TR – E temos condições e capacidade para ser competitivos nesta área?
APV –
Sim, e não é só a Lisnave. Até o próprio Arsenal do Alfeite... Por outro lado, um dos investimentos que está previsto no documento sobre a Estratégia para o Aumento da Competitividade do Setor Portuário, é o aprofundamento do canal de acesso ao Porto de Viana do Castelo e que irá permitir a entrada de maiores navios para reparação nos Estaleiros Navais. A indústria naval portuguesa tem aqui uma oportunidade para se posicionar e não é só na construção e reparação de navios, mas também em áreas como a aquacultura, as renováveis offshore, a náutica de recreio, entre outras. E com o apoio do Governo, podem diversificar as suas atividades. O Governo vai publicar agora os avisos para o Fundo Azul em que fazemos a ligação entre as energias renováveis oceânicas, os centros de investigação e as indústrias tradicionais. A indústria naval pode e deve apostar nestas áreas para poder criar escala e ganhar sustentabilidade.

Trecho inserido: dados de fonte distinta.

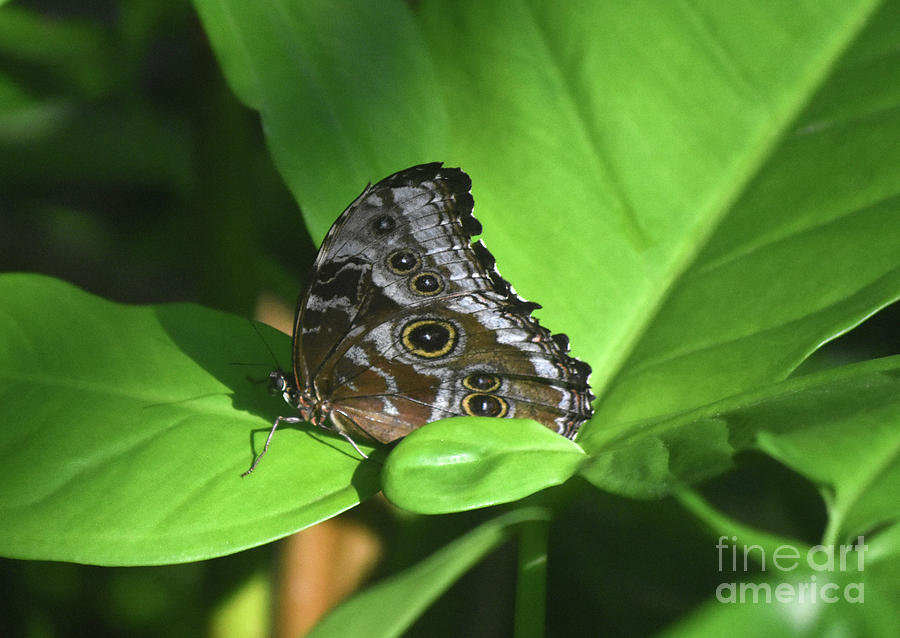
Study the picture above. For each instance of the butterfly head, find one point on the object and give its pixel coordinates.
(311, 408)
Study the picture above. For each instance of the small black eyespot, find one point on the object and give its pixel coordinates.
(427, 283)
(402, 262)
(429, 338)
(483, 381)
(484, 405)
(383, 224)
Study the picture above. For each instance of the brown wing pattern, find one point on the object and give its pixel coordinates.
(406, 321)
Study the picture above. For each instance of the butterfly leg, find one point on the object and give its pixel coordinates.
(278, 421)
(351, 442)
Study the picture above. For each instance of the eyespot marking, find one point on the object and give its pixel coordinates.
(429, 338)
(477, 404)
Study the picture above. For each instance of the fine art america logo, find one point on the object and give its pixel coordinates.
(819, 563)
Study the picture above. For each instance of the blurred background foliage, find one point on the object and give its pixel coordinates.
(128, 168)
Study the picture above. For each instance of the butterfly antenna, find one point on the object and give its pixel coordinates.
(266, 343)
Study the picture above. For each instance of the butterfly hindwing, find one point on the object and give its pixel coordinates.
(406, 321)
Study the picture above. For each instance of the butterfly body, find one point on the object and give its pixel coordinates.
(405, 321)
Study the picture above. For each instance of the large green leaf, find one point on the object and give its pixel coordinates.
(390, 607)
(867, 608)
(654, 173)
(125, 431)
(651, 172)
(345, 92)
(456, 464)
(840, 428)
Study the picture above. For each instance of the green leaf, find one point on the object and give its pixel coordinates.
(839, 428)
(125, 431)
(662, 177)
(460, 464)
(390, 607)
(345, 92)
(876, 615)
(801, 244)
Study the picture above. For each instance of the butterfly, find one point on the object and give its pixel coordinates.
(405, 321)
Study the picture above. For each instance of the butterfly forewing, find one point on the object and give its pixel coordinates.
(406, 321)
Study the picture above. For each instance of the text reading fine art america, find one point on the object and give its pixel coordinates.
(406, 321)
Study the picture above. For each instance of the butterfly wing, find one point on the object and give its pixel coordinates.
(418, 324)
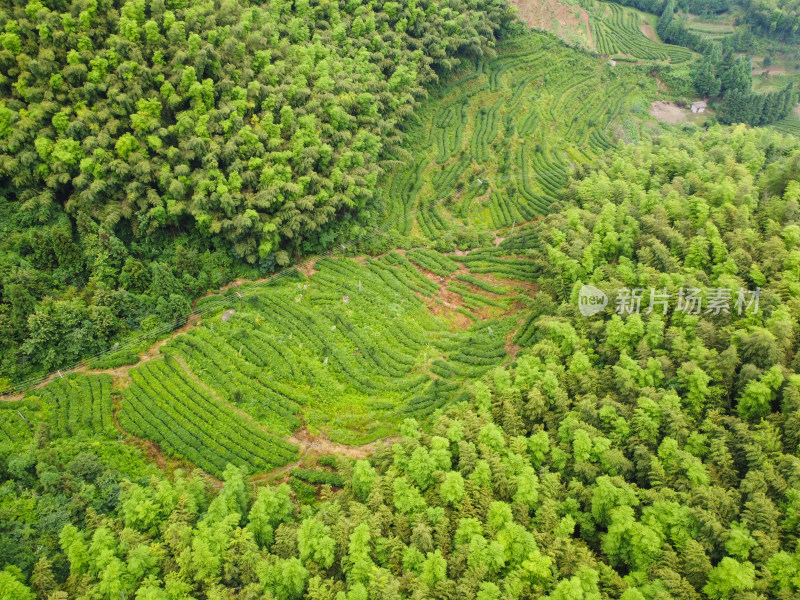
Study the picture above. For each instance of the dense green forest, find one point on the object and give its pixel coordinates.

TR – Qual a estratégia do Governo para transformar Portugal numa área de abastecimento de navios a GNL e num hub exportador de GNL?
APV –
Esta é outra componente da nossa estratégia. O que realmente queremos é ter uma estratégia séria para a industrialização dos nossos portos e para o desenvolvimento da Economia.
Sempre reivindicamos, por razões óbvias, uma centralidade atlântica em termos de rotas marítimas, mas só a teremos se tivermos capacidade, eficiência e respondermos às necessidades das frotas. E uma dessas necessidades é a capacidade de abastecimento dos navios. E o GNL é um dos combustíveis do futuro... ainda não é, mas queremos estar preparados para isso. E iremos ter várias “estações de serviço” preparadas para abastecer os navios em todas as rotas marítimas. Aliás, já desafiei as Regiões Autónomas para avançarmos juntos nesta estratégia.